Judge: Randall J. Sherman, Case: 2021-01217507, Date: 2022-09-16 Tentative Ruling

The tentative ruling is to continue the hearing on plaintiff’s Motion for Approval of Good Faith Determination of Class Action Settlement to January 6, 2023 at 10:00 a.m.  Counsel must file supplemental papers addressing the court’s concerns (not fully revised papers that would have to be re-read) at least 16 days before the next hearing date.  Counsel must submit an amendment to the settlement agreement rather than any amended settlement agreement.  Counsel also must provide a red-lined version of any revised papers, including the class notice.  Counsel also should provide the court with an explanation of how the pending issues were resolved, with references to any corrections to the settlement agreement and the class notice, rather than with just a supplemental declaration simply asserting that the issues have been resolved.

 

Plaintiff did not provide the court with a copy of his separate individual settlement agreement, referenced in ¶28 of the Yaeckel Declaration.  Plaintiff must provide the court with a copy for review.

 

The settlement agreement fails to define the group of aggrieved employees under PAGA who are included in the settlement and fails to define the PAGA period.  Even though ¶45 of the settlement agreement at 13:4-5 says “the Parties stipulate that all Participating Class Members are ‘aggrieved employees’ for purposes of distributing the $6,000.00”, there must be clearer definitions of aggrieved employees and the PAGA period.  Those definitions also must be included in the class notice.

 

The definition of released claims in §29 of the settlement agreement and §IV.E of the class notice is overbroad.  The release must be limited to claims that are asserted in the operative pleading or that could be asserted based on the facts alleged in the operative pleading.  Amaro vs.
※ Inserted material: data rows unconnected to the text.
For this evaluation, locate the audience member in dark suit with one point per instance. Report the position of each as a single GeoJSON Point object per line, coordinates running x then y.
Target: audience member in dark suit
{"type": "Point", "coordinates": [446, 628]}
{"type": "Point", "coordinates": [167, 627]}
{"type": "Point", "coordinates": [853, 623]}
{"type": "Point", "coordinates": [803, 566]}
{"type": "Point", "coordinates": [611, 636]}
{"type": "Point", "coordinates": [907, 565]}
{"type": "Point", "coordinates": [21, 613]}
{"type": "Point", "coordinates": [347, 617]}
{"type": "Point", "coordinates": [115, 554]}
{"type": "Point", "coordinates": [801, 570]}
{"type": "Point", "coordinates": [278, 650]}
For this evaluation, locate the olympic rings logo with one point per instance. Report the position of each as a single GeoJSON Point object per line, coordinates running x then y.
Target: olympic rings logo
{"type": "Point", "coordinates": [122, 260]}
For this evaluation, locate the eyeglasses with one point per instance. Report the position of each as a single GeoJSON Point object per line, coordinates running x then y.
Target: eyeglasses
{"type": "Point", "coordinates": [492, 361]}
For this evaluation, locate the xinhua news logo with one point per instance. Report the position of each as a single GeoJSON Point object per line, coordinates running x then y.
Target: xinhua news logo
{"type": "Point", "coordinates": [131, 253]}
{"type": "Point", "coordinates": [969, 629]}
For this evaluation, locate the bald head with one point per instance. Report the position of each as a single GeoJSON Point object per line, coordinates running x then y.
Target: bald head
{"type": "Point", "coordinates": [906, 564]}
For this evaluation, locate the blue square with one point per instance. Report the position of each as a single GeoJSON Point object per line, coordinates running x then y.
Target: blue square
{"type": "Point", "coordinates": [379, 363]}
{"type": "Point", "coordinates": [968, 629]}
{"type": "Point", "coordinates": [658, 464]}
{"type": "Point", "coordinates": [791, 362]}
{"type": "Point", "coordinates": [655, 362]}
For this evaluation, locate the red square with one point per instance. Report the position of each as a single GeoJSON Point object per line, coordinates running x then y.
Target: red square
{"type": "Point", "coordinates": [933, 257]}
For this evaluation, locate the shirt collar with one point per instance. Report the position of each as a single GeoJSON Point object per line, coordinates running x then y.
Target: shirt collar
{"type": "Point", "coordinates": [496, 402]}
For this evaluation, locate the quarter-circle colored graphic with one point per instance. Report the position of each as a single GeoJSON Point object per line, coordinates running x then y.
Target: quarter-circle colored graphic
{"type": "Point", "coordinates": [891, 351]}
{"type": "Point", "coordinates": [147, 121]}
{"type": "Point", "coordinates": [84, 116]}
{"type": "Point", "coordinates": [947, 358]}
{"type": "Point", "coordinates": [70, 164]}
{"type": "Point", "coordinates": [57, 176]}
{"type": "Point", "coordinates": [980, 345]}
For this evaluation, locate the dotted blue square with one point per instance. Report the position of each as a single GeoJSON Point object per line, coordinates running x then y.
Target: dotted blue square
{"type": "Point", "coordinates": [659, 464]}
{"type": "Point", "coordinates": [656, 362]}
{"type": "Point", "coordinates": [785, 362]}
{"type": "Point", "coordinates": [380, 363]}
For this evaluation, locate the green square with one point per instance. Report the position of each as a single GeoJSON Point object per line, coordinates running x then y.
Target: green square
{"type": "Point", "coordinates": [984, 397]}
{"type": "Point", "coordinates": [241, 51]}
Anaheim Arena Management, LLC (2021) 69 Cal. App. 5th 521, 537 (4th Dist., Div. 3).  Accordingly, the release may not include claims “based on any facts discovered in the course of the Action” but which facts are not alleged in the operative pleading.  The quoted phrase is uncertain and could lead to problems and unfairness in any future litigation by a class member.

 

The released claims in §29 of the settlement agreement and §IV.E of the class notice include claims under Labor Code §§204, 210, 226.3, 558, 1174 and 1174.5, but there appear to be no allegations in the First Amended Complaint concerning these statutes, and those claims do not appear to be claims that were or could have been asserted based on the factual allegations in the First Amended Complaint.  Thus, the parties must either justify the inclusion of those statutes in the release or delete them.

 

The motion fails to provide the estimated high and low payments to be paid to class members, information that would enable the court to better evaluate the reasonableness of the settlement.  If such estimates are not available at this time, they must be provided in the motion for final approval.

 

As ¶¶61 and 72 of the settlement agreement and §IV.F of the class notice note, aggrieved employees in a PAGA action may not opt out of a PAGA settlement.  Thus, the parties must modify §V.B of the class notice to reflect that fact.

 

The Request for Exclusion form must be referenced in §V.B of the class notice, and must be modified to reflect the fact that aggrieved employees in a PAGA action may not opt out of a PAGA settlement, and that they will still receive their share of the PAGA payment allocated to the aggrieved employees.

 

Section IV.D of the class notice, in discussing workweek disputes, must reflect that the court will resolve any workweek dispute not otherwise resolved by the Administrator and the parties.  Paragraph 57 of the settlement agreement must be amended to provide similarly (which the somewhat redundant ¶49b of the settlement agreement already does).

 

Page 3 of the class notice is missing a page number.

 

The phrase “final fairness hearing” in §VII of the class notice must be changed to “Final Approval Hearing”, the term used in §VIII of the class notice.

 

There are errors in the settlement agreement that must be corrected.  (1) Paragraph 20 of the settlement agreement erroneously references ¶45 as the escalator clause, when it is actually ¶47.  (2) Paragraph 43a, entitled “Class Members’ General Release” is misplaced in ¶43, which is entitled “Class Representative Enhancement Payment”.  The subject matter of ¶43 is covered in ¶71, entitled “Release of Claims by Class Members”.  (3) The reference in ¶61 to Section III, Paragraph 11(c)(iv) of the settlement agreement should actually be to ¶59 of the settlement agreement.

 

There was no proof of service filed for the moving papers.  Plaintiff is ordered to give notice of the ruling to the LWDA and to defendants, to file a proof of service showing such compliance, to file a proof of service showing service of the moving papers, and to serve the LWDA and defendants with any new papers filed for future hearings.